The UK's current account deficit - that millstone that hangs around the Pound’s neck - fell sharply in the final quarter of 2016 it has been revealed.
The news will take economists by surprise as it suggests the UK’s overall trade position with the rest of the world has improved markedly and it would appear the devaluation of the Pound following the EU referendum in June has played no small part.
The latest Balance of Payments data from the ONS, released at 09:30 on Friday, March 31, show that the UK’s current account deficit was £12.1 billion in Quarter 4.
This represents a narrowing of £13.6 billion from a revised deficit of £25.7 billion in Quarter 3 2016.
The improvement comes thanks to a sharp narrowing in the deficit on Trade; the deficit in Quarter 4 equated to 2.4% of gross domestic product (GDP) at current market prices, down from 5.3% in Quarter 3.
Foreign exchange analysts have long pointed to the current account deficit as being the reason why Sterling must fall as the UK relies on foreign investor inflows to balance out the deficit created by the country’s reliance on imports.
But, should this gap close, then Sterling would arguably have a firmer platform to stand on.
However, we are told the improvement is not enough to protect Sterling from further potential weakness.
"Overall, the numbers suggest the current account may improve if global yields continue to head higher, but not by enough if the goods balance does not improve back to pre-2016 levels which would require a weak, or even weaker, GBP," warns Jordan Rochester at Nomura in London.
Trade Deficit Narrows
The ONS reports the total trade deficit narrowed to £4.8 billion in Quarter 4 2016, following a sharp widening of the deficit in Quarter 3 2016 (£14.8 billion).
This narrowing was predominantly due to an increase in the exports of goods of £7.6 billion.
This suggests that the fall in value of Sterling has allowed exporters to ramp up business.
A cheaper Pound makes UK goods cheaper on the global market place and there were concerns that the impact was not actually being reflected in export books.
But the official data suggests otherwise.
"The improvement in the goods balance suggests the “J-curve” impact of GBP’s devaluation is taking place (after an £8.4bn decline in Q3). We’ll have to wait to see if this is the start of a new trend," says Rochester.

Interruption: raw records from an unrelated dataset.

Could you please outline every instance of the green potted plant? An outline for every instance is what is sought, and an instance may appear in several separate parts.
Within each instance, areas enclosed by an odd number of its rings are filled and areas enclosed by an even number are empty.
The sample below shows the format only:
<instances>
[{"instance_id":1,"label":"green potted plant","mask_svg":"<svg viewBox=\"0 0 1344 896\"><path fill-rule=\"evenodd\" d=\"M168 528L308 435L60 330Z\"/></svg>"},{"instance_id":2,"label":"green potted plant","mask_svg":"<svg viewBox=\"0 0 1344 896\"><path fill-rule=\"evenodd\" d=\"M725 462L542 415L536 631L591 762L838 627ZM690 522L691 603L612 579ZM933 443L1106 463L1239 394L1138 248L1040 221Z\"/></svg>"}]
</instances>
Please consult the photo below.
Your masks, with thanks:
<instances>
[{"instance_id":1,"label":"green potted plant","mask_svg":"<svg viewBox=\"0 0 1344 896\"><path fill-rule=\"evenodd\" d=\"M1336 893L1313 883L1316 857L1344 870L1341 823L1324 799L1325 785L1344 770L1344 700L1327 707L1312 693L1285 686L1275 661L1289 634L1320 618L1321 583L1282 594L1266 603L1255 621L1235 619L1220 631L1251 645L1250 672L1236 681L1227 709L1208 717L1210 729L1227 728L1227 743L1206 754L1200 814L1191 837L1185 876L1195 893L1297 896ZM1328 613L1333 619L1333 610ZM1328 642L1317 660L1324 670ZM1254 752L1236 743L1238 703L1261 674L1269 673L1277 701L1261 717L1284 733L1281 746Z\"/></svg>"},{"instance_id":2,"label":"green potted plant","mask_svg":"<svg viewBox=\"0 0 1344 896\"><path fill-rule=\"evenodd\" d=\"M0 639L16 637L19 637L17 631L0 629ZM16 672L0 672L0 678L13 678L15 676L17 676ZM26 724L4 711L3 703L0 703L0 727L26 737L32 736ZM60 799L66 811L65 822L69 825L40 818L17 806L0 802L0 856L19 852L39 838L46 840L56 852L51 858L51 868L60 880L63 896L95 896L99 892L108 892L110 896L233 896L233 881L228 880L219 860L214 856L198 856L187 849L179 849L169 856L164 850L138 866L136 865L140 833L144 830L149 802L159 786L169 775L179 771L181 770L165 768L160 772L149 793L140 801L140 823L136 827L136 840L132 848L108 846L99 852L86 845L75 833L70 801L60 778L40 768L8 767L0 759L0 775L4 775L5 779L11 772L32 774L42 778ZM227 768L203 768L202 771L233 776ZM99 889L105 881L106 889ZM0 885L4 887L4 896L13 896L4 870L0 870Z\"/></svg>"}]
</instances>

The 'J curve' refers to the trend of a country’s trade balance following a devaluation or depreciation under a certain set of assumptions.
A devalued currency means imports are more expensive, and on the assumption that the volume of imports and exports change little immediately, this causes a depreciation of the current account (a bigger deficit or smaller surplus).
"After some time, though, the volume of exports may start to rise because of their lower more competitive prices to foreign buyers, and domestic consumers may buy fewer of the costlier imports. Eventually, if this happens, the trade balance should improve on what it was before the devaluation," explants Robert Feenstra in his book International Macroeconomics.
Primary Income Deficit Narrows
The primary income deficit narrowed from £4.3 billion in Quarter 3 2016 to a three year low of £1.0 billion in Quarter 4 2016.
The primary income is that flow of capital that comes to the UK from the foreign investments held by UK-domiciled companies and individuals.
And for you Brexiteers out there it is confirmed that we still import a huge amount from Europe as the ONS reports a current account deficit of £19.5 billion with the EU in Quarter 4 2016 whilst a surplus of £7.4 billion was recorded with non-EU countries.